Ein Schnadgang (von mittelhochdeutsch snade = Grenze) ist ein Grenzgang zur Kontrolle und symbolischen Bestätigung der Gemeinde- oder Gemarkungsgrenzen**.
Er ist eine jahrhundertealte Tradition in vielen Teilen Westfalens (aber auch Nordhessens und im Sauerland, teilweise auch in Thüringen und Hessen.
Ursprung und Bedeutung
- Der Brauch geht bis ins Mittelalter zurück.
- Damals waren Grenzsteine und Vermessungen noch selten oder ungenau.
- Damit die Einwohner einer Gemeinde die Grenzen ihres Besitzes kannten, wurde regelmäßig ein gemeinsamer Rundgang entlang der Grenzmarkierungen veranstaltet.
- Ziel: Streitigkeiten mit Nachbarorten zu vermeiden und das Grenzbewusstsein wachzuhalten.
Oft hieß es:
„Was man mit eigenen Füßen abläuft, das vergisst man nicht.“
Ablauf eines Schnadgangs
- Startpunkt ist meist das Rathaus, die Kirche oder ein Dorfplatz.

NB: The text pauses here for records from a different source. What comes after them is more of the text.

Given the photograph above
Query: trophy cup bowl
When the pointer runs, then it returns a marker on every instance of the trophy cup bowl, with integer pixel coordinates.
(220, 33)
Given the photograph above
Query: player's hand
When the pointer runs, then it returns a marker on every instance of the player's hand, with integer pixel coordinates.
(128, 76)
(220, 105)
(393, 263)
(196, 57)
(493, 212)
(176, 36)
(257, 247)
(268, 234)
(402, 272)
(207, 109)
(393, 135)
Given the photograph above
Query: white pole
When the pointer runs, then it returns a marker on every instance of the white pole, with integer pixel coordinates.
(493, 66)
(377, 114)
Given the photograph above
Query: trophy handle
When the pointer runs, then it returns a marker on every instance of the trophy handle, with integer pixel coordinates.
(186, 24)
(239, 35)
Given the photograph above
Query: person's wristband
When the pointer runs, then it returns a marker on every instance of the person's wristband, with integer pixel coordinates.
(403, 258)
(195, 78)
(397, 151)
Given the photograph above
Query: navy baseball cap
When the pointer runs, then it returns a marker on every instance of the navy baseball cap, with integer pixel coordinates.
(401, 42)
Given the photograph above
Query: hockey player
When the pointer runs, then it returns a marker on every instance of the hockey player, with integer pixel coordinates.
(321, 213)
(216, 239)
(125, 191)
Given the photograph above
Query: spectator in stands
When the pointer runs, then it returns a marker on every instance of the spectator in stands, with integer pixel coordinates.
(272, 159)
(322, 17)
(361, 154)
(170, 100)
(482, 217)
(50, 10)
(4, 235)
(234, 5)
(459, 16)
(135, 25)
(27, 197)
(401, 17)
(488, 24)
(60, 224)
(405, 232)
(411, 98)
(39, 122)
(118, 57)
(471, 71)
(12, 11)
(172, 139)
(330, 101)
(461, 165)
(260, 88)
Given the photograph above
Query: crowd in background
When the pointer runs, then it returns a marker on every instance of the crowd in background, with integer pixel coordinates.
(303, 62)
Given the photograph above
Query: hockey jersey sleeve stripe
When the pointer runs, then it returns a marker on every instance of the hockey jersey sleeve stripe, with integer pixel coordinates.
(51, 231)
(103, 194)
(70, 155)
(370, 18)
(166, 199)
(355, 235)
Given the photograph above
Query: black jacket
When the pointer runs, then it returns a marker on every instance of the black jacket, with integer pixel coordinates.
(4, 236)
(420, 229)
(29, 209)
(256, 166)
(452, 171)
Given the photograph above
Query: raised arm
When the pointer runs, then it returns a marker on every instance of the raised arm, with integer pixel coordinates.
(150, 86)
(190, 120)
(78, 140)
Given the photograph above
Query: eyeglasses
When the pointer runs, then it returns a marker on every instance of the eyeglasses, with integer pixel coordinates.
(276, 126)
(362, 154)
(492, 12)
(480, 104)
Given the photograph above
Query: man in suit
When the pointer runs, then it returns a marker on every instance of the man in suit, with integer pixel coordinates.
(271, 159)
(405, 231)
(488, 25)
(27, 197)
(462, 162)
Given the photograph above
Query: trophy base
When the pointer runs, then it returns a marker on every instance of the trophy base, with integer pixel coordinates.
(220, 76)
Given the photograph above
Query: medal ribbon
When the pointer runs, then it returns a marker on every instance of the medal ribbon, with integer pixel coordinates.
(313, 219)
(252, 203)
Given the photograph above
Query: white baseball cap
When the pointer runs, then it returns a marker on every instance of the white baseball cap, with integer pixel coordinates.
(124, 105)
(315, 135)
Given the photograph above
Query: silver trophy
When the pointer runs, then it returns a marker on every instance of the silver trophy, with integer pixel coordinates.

- Teilnehmer: Der Bürgermeister, Ratsmitglieder, örtliche Vereine und viele Einwohner.
- Route: Entlang der historischen Gemarkungsgrenzen, durch Wälder, Felder und über Bäche.
- Stationen: Alte Grenzsteine („Schnadsteine“) oder markante Punkte werden aufgesucht, überprüft oder symbolisch „abgeklopft“.
- Brauchtum:
- Jüngere Teilnehmer werden an der Grenze „eingeschnadet“ (z. B. über einen Stein gezogen oder sanft auf den Grenzstein gesetzt).
- Es gibt Schnade-Lieder, kleine Reden und oft humorvolle Rituale.
- Abschluss: Geselliges Beisammensein mit Essen, Trinken, Musik und Reden – meist ein Dorffest.
Kulturelle und soziale Bedeutung
- Gemeinschaftspflege: Der Schnadgang stärkt den Zusammenhalt im Ort.
- Heimatpflege: Er erhält Wissen über Landschaft, Geschichte und Grenzen.
- Tradition und Tourismus: Viele Orte führen ihn heute als Volkswanderung oder Heimatfest fort.
- Mancherorts findet der Schnadgang alle 2, 5 oder 10 Jahre statt.
Regionale Besonderheiten
- Sauerland / Westfalen: Besonders verbreitet, mit oft jahrhundertealter Überlieferung.